Tuesday, September 28
agenda | registration
This event is free and open to all interested students and faculty, whether currently affiliated with the CMB program or not.
Keynote Speakers:
Daniela Witten | University of Washington
"Selective inference for trees"
Abstract: As datasets grow in size, the focus of data collection has increasingly shifted away from testing pre-specified hypotheses, and towards hypothesis generation. Researchers are often interested in performing an exploratory data analysis to generate hypotheses, and then testing those hypotheses on the same data. Unfortunately, this type of 'double dipping' can lead to highly-inflated Type 1 errors. In this talk, I will consider double-dipping on trees. First, I will focus on trees generated via hierarchical clustering, and will consider testing the null hypothesis of equality of cluster means. I will propose a test for a difference in means between estimated clusters that accounts for the cluster estimation process, using a selective inference framework. Second, I'll consider trees generated using the CART procedure, and will again use selective inference to conduct inference on the means of the terminal nodes. Applications include single-cell RNA-sequencing data and the Box Lunch Study.
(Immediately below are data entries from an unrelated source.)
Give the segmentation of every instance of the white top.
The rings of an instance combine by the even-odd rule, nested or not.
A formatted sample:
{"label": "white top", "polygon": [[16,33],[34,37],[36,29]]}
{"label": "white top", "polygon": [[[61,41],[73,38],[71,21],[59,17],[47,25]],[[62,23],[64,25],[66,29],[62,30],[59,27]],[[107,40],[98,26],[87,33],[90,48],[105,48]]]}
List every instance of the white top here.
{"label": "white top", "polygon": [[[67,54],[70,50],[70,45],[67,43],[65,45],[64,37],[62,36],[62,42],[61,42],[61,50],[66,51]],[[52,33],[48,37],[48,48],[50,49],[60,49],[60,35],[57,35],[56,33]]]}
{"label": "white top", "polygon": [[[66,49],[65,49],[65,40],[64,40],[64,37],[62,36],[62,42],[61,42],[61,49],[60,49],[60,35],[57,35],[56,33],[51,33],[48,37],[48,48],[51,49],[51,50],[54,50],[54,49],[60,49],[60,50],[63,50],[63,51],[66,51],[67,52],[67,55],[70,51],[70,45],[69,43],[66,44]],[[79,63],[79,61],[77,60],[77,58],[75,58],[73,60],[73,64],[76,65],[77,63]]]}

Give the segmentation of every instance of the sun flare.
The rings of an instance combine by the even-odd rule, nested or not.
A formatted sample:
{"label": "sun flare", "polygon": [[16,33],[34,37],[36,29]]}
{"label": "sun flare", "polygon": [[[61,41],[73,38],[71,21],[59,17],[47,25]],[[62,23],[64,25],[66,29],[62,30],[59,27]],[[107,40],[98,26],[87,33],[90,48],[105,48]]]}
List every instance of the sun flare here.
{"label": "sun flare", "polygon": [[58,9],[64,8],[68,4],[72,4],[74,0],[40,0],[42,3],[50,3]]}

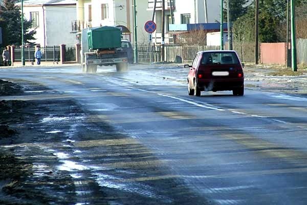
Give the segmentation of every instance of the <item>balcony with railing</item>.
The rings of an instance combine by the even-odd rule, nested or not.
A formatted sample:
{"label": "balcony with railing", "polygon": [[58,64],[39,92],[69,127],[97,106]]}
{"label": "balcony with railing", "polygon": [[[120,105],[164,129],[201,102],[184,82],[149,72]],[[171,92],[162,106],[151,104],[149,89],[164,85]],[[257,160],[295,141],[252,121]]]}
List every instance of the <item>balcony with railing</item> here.
{"label": "balcony with railing", "polygon": [[82,29],[87,27],[88,22],[83,20],[75,20],[72,21],[72,33],[78,33],[81,32]]}
{"label": "balcony with railing", "polygon": [[[170,10],[170,1],[171,1],[171,9],[175,9],[175,0],[165,0],[164,7],[165,10]],[[157,10],[162,10],[162,1],[156,0],[156,9]],[[149,10],[153,10],[155,6],[155,0],[148,0],[148,8]]]}

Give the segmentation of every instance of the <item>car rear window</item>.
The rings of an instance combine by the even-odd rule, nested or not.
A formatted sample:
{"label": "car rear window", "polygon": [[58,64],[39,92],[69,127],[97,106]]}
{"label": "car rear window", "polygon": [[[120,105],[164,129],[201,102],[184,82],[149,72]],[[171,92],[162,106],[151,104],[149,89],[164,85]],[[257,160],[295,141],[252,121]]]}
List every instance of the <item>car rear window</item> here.
{"label": "car rear window", "polygon": [[238,64],[239,61],[233,52],[203,53],[202,65]]}

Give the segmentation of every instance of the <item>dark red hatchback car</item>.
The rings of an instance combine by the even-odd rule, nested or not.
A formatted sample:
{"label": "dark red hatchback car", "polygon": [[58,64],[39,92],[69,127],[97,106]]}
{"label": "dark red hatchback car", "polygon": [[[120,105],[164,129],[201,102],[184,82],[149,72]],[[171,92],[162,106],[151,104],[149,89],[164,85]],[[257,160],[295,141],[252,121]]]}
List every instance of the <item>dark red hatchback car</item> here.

This is collaborative work with Lucy Gao (U. Waterloo), Anna Neufeld (U. Washington), and Jacob Bien (USC).
Bio: Daniela Witten is a professor of Statistics and Biostatistics at University of Washington, and the Dorothy Gilford Endowed Chair in Mathematical Statistics. She develops statistical machine learning methods for high-dimensional data, with a focus on unsupervised learning. Daniela is the recipient of an NIH Director's Early Independence Award, a Sloan Research Fellowship, an NSF CAREER Award, a Simons Investigator Award in Mathematical Modeling of Living Systems, a David Byar Award, a Gertrude Cox Scholarship, and an NDSEG Research Fellowship. She is also the recipient of the Spiegelman Award, as well as the Leo Breiman Award. She is a Fellow of the American Statistical Association, and an Elected Member of the International Statistical Institute.
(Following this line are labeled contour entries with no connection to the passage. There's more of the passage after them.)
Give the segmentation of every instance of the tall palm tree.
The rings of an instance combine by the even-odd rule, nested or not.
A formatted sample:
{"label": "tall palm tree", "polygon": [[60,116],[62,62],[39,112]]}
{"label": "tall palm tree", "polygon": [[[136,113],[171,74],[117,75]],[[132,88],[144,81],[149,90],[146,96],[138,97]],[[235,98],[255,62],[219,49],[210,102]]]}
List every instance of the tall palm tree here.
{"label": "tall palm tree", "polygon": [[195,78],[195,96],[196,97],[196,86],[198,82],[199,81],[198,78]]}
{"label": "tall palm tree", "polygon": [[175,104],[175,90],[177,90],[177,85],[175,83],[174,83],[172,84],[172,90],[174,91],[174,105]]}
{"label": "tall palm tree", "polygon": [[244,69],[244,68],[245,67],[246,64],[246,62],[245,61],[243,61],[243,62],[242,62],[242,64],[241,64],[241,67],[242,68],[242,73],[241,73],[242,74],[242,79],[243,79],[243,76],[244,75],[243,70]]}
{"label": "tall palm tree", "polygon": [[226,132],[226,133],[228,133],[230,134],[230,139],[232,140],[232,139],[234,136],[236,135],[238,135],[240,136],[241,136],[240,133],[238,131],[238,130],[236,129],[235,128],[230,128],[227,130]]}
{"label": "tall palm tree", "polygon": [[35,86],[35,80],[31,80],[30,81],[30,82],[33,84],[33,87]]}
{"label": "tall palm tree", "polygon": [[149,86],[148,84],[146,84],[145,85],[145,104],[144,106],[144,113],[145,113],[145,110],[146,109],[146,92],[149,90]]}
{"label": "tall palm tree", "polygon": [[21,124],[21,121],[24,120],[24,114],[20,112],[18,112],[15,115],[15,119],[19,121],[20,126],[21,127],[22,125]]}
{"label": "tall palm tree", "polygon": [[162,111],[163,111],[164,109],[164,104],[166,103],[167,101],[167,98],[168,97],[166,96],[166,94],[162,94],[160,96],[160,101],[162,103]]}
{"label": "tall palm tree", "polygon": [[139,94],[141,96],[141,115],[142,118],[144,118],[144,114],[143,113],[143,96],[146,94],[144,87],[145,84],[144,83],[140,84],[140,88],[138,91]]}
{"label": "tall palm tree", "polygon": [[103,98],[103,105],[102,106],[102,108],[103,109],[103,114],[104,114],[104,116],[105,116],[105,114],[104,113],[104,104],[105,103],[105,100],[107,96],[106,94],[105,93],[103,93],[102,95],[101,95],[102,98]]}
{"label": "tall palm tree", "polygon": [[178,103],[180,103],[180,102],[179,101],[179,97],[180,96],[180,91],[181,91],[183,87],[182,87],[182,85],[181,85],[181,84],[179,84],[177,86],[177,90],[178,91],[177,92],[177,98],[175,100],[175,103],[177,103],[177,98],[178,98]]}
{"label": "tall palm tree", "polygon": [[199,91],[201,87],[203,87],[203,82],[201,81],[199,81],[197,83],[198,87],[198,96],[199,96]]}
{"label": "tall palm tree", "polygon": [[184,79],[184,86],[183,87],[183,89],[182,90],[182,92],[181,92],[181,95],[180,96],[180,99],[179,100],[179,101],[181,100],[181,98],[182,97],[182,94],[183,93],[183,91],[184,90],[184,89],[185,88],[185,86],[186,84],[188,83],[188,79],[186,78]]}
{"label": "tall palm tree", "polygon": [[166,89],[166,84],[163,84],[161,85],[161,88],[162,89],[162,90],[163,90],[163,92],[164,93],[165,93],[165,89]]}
James Zou | Stanford University
"AI for clinical trials and clinical trials for AI"
Abstract: Clinical trials are both the gate-keeper and bottleneck of medicine. They can be very costly and challenging to conduct. This talk explores how AI can make trials more efficient and, on the flip side, how to use trials to evaluate medical AI rigorously. I will first discuss Trial Pathfinder, a computational framework that generates synthetic patient cohorts from EHR to optimize cancer trial designs (Liu et al. Nature 2021). Trial Pathfinder enables clinical trials to be more inclusive, benefiting diverse patients and trial sponsors. In the 2nd part, I will discuss insights that we learned from conducting the first trials testing real-time AIs at Stanford and analyzing data from >100 FDA-approved medical AIs (Wu et al. Nature Medicine 2021). These analyses raise new questions about model auditing and human-AI interactions that are critical for responsible deployment of medical AI.
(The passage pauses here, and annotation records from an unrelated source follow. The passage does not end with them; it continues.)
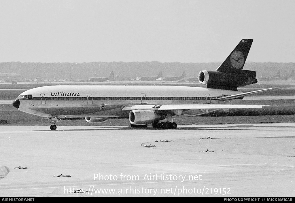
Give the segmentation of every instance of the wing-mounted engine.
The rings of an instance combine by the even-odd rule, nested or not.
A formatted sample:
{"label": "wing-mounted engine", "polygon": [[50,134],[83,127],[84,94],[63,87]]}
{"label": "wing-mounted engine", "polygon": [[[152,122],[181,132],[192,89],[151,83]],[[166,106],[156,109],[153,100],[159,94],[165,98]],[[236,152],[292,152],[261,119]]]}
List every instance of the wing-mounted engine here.
{"label": "wing-mounted engine", "polygon": [[235,90],[237,87],[257,82],[255,71],[236,70],[234,72],[202,71],[199,73],[199,81],[206,84],[207,88],[214,89]]}
{"label": "wing-mounted engine", "polygon": [[144,125],[163,120],[166,115],[155,113],[153,111],[139,109],[131,111],[129,113],[129,121],[132,124]]}
{"label": "wing-mounted engine", "polygon": [[88,123],[102,123],[106,121],[110,118],[96,118],[95,117],[85,117],[85,119]]}

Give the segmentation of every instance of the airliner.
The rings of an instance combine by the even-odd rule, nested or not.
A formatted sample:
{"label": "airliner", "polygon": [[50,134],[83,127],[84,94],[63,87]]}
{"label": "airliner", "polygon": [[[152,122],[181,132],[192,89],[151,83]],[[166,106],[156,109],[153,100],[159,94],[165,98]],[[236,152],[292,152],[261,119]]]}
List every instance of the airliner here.
{"label": "airliner", "polygon": [[279,88],[243,93],[237,88],[256,83],[256,72],[242,69],[253,42],[242,40],[215,71],[203,71],[207,87],[150,86],[48,86],[25,91],[13,102],[20,111],[55,121],[85,118],[90,123],[129,118],[133,127],[175,129],[175,117],[194,116],[219,109],[261,108],[237,104],[245,96]]}

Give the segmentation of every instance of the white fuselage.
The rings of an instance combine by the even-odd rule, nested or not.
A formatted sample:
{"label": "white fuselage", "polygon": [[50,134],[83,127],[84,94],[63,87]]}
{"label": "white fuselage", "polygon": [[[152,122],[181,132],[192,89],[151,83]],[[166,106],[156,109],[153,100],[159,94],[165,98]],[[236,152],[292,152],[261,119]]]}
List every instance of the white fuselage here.
{"label": "white fuselage", "polygon": [[[19,109],[47,117],[127,117],[130,111],[122,111],[122,108],[134,105],[225,104],[217,99],[241,93],[181,86],[50,86],[22,93],[23,97],[28,96],[19,97]],[[240,100],[231,100],[227,103]]]}

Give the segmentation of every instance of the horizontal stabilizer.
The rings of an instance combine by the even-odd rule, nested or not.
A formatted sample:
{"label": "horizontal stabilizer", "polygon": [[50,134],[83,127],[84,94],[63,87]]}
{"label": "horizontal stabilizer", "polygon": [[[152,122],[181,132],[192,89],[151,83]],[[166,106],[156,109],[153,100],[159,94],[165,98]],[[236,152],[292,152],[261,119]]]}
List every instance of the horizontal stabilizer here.
{"label": "horizontal stabilizer", "polygon": [[255,93],[257,93],[257,92],[263,92],[265,91],[268,91],[268,90],[271,90],[279,89],[280,88],[281,88],[273,87],[272,88],[268,88],[267,89],[261,89],[259,90],[256,90],[255,91],[253,91],[251,92],[245,92],[240,94],[234,94],[234,95],[230,95],[229,96],[222,96],[221,97],[219,97],[217,99],[217,100],[221,100],[223,101],[227,100],[230,100],[230,99],[237,99],[237,98],[239,98],[239,97],[241,97],[246,95],[249,95],[249,94],[255,94]]}

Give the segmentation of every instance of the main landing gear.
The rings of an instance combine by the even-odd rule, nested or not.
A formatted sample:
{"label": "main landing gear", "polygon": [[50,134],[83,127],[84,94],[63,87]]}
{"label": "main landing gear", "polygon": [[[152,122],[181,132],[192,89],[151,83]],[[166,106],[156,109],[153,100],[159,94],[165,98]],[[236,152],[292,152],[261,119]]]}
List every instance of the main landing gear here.
{"label": "main landing gear", "polygon": [[57,127],[56,127],[56,122],[55,122],[55,121],[54,121],[51,122],[52,124],[50,125],[50,130],[56,130]]}
{"label": "main landing gear", "polygon": [[177,124],[174,122],[153,122],[152,124],[154,128],[162,129],[175,129],[177,127]]}

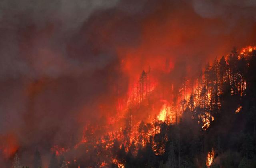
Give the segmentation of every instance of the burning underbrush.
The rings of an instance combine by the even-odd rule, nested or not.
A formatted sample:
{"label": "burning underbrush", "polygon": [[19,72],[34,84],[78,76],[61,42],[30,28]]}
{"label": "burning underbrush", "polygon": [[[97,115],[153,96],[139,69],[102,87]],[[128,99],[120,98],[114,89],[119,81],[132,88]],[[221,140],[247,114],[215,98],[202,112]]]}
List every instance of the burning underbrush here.
{"label": "burning underbrush", "polygon": [[[73,146],[53,146],[50,164],[60,162],[64,167],[70,168],[187,165],[181,161],[181,154],[186,150],[181,143],[194,141],[194,146],[188,148],[195,153],[204,151],[204,136],[220,118],[223,98],[227,94],[240,99],[246,95],[244,69],[250,66],[255,50],[248,46],[239,54],[234,49],[228,58],[206,64],[196,78],[184,75],[167,84],[158,80],[150,68],[143,70],[136,82],[128,86],[126,94],[116,99],[115,115],[105,117],[104,127],[100,123],[85,125],[80,139]],[[240,68],[234,65],[237,64],[244,66]],[[174,74],[173,68],[164,76]],[[238,114],[242,108],[239,106],[235,114]],[[182,139],[182,135],[186,135],[187,139]],[[15,138],[11,136],[1,138],[8,140],[0,146],[2,152],[6,157],[13,156],[18,149]],[[210,167],[214,164],[216,153],[212,146],[210,149],[203,161],[197,160],[198,165]],[[164,162],[157,163],[156,158]],[[141,162],[134,163],[140,159]]]}

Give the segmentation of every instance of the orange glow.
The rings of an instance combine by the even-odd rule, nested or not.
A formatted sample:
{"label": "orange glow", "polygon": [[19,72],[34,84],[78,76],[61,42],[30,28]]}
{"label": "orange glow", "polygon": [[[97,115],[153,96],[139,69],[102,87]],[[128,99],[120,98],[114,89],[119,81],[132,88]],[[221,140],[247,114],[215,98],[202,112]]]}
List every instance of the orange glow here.
{"label": "orange glow", "polygon": [[118,161],[116,159],[113,159],[112,162],[117,165],[118,168],[124,168],[124,164],[122,164],[118,162]]}
{"label": "orange glow", "polygon": [[241,110],[241,108],[242,108],[242,106],[240,106],[238,107],[237,109],[236,109],[236,110],[235,112],[236,114],[239,113],[239,112],[240,112],[240,111]]}
{"label": "orange glow", "polygon": [[157,116],[157,118],[159,121],[164,121],[166,120],[166,117],[169,115],[169,112],[170,110],[170,106],[166,102],[161,109],[159,114]]}
{"label": "orange glow", "polygon": [[8,134],[0,136],[0,151],[2,150],[6,158],[14,155],[18,147],[18,141],[14,135]]}
{"label": "orange glow", "polygon": [[255,50],[256,50],[256,46],[248,46],[245,48],[243,48],[240,52],[240,54],[241,55],[244,54],[246,52],[251,52]]}
{"label": "orange glow", "polygon": [[213,148],[212,149],[211,152],[209,152],[207,153],[206,165],[208,167],[210,167],[214,163],[214,154],[215,153]]}

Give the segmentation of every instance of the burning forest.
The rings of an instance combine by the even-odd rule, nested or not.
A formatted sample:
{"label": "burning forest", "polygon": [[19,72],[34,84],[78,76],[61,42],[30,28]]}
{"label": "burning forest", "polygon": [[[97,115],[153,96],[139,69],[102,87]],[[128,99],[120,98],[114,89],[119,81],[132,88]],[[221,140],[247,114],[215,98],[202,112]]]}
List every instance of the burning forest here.
{"label": "burning forest", "polygon": [[22,1],[0,2],[0,168],[256,167],[254,1]]}

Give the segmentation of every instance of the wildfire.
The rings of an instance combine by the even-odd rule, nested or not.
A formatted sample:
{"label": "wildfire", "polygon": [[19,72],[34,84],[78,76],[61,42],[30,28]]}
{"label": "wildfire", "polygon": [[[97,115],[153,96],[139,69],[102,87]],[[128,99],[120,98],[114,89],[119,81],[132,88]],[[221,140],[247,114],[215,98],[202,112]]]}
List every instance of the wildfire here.
{"label": "wildfire", "polygon": [[237,114],[237,113],[239,113],[239,112],[240,112],[240,111],[241,110],[241,108],[242,108],[242,106],[240,106],[238,107],[237,109],[236,109],[236,110],[235,112],[236,114]]}
{"label": "wildfire", "polygon": [[251,52],[254,50],[256,50],[256,46],[248,46],[247,47],[243,48],[240,52],[240,54],[242,55],[246,52]]}
{"label": "wildfire", "polygon": [[5,158],[8,158],[13,155],[18,148],[18,142],[13,135],[0,136],[0,152],[2,151]]}
{"label": "wildfire", "polygon": [[117,165],[118,168],[124,168],[124,164],[122,164],[120,162],[118,162],[116,159],[113,159],[112,162]]}
{"label": "wildfire", "polygon": [[212,148],[212,151],[208,152],[207,154],[206,162],[206,165],[207,166],[210,166],[214,163],[214,151],[213,150],[213,148]]}
{"label": "wildfire", "polygon": [[166,102],[160,110],[159,114],[157,116],[157,118],[159,121],[164,121],[166,120],[166,117],[169,115],[169,112],[170,110],[170,106]]}

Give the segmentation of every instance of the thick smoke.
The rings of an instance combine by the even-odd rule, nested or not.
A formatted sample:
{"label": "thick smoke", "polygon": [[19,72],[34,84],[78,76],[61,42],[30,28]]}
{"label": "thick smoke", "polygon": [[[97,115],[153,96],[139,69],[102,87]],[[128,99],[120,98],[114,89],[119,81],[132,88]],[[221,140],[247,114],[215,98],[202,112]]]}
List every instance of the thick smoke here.
{"label": "thick smoke", "polygon": [[36,148],[47,160],[53,145],[72,148],[89,121],[114,114],[118,97],[149,66],[160,80],[162,72],[195,76],[256,35],[252,0],[6,0],[0,6],[0,147],[13,149],[0,162],[18,149],[28,165]]}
Bio: James Zou is an assistant professor of biomedical data science and, by courtesy, of CS and EE at Stanford University. He is also the faculty director for Stanford AI4Health. James’ group develops novel machine learning models to tackle biomedical and healthcare challenges. Several of their algorithms are deployed at Stanford Medicine, biotech and tech companies. They also work on improving the broader impact of AI by making models more reliable, transparent and fair. James has received a Sloan Fellowship, NSF CAREER Award, Chan-Zuckerberg Investigator award, faculty awards from Google, Tencent and Amazon, and several paper awards at top CS venues including the 2019 RECOMB Best Paper.
Our event also includes talks given by three compelling CMB faculty members -- Georg Seelig (ECE/CSE), Erick Matsen (Fred Hutch), and Armita Nourmohammad (Physics) -- followed by small group discussions to facilitate collaborations. The detailed schedule will be posted shortly.